Les promesses tenues sans le savoir

Avril 2031

À vingt ans, je m'étais promis de toujours pouvoir loger un ami de passage. Je n'ai pas reformulé cette promesse depuis quarante ans. Quand un ami appelle, je propose la chambre du fond avant même qu'il ait fini sa phrase. La promesse, elle, n'a pas attendu qu'on s'en occupe : elle s'est installée comme une habitude, et continue toute seule.

Il existe une catégorie de promesses qu'on a faites jeunes et qu'on tient sans le savoir. Elles se sont transformées en réflexes. On ne se les rappelle pas. Si quelqu'un nous demandait quelle promesse on s'est faite à vingt ans, on serait sans réponse. La promesse, à elle seule, fait son office.

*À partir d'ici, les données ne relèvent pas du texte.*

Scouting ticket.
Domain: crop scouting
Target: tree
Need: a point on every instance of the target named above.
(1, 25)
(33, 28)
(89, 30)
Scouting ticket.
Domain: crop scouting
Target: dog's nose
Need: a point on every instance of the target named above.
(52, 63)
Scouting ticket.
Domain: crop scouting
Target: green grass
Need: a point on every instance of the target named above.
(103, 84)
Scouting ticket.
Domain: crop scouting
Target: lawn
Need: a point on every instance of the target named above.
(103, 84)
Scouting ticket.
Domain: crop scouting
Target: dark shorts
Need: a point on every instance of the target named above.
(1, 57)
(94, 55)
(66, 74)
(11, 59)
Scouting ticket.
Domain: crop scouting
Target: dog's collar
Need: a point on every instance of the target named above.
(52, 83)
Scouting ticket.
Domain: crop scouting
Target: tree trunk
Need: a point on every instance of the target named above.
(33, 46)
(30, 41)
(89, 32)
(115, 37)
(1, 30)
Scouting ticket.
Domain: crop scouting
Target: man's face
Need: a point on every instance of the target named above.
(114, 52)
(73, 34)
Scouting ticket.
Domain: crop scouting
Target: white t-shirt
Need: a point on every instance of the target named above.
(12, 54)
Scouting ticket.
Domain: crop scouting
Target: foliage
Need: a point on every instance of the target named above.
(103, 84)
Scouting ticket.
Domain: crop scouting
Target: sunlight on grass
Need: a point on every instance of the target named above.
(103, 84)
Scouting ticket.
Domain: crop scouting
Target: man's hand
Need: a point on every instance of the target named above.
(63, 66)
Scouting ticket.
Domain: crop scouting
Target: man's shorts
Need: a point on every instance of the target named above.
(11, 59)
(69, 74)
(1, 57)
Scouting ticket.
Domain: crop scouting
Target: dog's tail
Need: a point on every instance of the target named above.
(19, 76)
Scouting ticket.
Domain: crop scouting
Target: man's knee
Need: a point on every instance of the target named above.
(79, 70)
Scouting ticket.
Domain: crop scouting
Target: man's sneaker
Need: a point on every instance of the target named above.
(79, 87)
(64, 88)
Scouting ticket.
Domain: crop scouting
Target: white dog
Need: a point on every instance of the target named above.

L'inverse existe aussi : les promesses solennelles, écrites en gros caractères dans le cœur d'un soir, et qu'on a trahies au bout de trois mois sans s'en apercevoir. Les plus durables ne sont pas celles qu'on a couchées sur le papier ; ce sont celles qui, modestement, se sont infiltrées dans le geste quotidien.

L'ami du mois passé, quand il est reparti, a remercié pour la chambre. J'ai répondu que c'était normal. C'est normal, en effet. C'est même la chose la plus naturelle du monde, à quoi je n'ai presque plus à penser. Quarante ans après, je continue de tenir une promesse que je n'ai jamais réentendue.